How to Start Using AI in My Business: A 4-Step Framework
By Mahalath Wealthy · Fractional COO & AI Accelerator Leader
"I know AI is important. I just don't know where to start."
If you've said this to yourself, you're not alone. It's the single most common thing every business owner tells me.
You already know you should be figuring out how to start using AI in your business. Your competitors are talking about it. Your LinkedIn feed won't stop mentioning it. Every article you read says AI is going to change everything.
But none of that tells you what to actually do on Monday morning.
So let me make this simple.

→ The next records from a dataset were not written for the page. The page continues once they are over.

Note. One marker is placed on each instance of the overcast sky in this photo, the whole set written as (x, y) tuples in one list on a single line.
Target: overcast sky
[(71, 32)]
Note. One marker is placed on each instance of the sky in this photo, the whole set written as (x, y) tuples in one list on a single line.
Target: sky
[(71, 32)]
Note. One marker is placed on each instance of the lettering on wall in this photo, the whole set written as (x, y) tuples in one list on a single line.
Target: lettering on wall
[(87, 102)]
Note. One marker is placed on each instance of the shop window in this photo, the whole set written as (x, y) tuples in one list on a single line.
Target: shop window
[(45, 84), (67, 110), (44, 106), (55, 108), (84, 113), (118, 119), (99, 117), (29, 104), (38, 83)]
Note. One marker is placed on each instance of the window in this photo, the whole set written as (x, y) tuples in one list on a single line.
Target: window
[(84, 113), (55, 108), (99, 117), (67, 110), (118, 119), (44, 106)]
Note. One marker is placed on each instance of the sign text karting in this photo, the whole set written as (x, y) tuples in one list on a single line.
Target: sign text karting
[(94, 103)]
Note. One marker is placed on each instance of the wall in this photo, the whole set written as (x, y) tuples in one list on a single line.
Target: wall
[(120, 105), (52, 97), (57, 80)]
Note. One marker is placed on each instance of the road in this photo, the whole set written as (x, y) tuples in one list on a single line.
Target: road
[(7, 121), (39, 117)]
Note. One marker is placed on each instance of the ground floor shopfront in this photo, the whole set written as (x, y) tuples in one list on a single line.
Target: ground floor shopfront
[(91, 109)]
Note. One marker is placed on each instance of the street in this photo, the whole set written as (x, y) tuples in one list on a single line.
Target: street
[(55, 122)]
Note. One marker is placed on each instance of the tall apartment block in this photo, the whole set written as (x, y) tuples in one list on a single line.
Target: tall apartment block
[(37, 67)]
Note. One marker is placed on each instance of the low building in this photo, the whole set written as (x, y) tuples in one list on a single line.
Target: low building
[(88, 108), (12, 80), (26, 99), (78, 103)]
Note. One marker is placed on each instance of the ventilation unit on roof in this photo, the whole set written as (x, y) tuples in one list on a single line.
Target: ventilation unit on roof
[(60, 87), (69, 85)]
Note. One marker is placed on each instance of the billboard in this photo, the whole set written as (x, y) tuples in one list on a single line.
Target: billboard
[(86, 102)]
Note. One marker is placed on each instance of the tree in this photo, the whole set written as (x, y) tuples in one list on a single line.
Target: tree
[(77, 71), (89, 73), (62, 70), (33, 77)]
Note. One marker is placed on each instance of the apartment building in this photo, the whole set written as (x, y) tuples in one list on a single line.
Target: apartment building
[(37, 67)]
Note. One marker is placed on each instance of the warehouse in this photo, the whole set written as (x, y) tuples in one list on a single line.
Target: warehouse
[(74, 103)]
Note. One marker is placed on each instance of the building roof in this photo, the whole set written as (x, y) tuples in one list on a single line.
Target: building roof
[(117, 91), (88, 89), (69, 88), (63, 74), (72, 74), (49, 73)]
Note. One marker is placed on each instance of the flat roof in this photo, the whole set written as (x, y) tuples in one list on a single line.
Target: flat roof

My name is Mahalath Wealthy. I'm a Fractional COO and AI & Automation Specialist, and for 25 years I've been the person organizations call when things are stuck, chaotic, or falling apart. After running the Human-First AI Accelerator for teams across healthcare, legal, real estate, construction, catering, fitness, wellness, financial services, coaching, and behavioral health, I've seen what works and what doesn't.
The businesses that get real results from AI all start the same way. Not with tools. With a process.
Here's the 4-step framework I walk every team through.
Step 1: How to Start Using AI in Your Business by Auditing Repetitive Tasks
Before you download a single AI tool, you need to know where your time is actually going. And I don't mean vague answers like "admin stuff" or "emails." I mean specific, concrete tasks that someone on your team does repeatedly, every day or every week, that follow roughly the same steps every time.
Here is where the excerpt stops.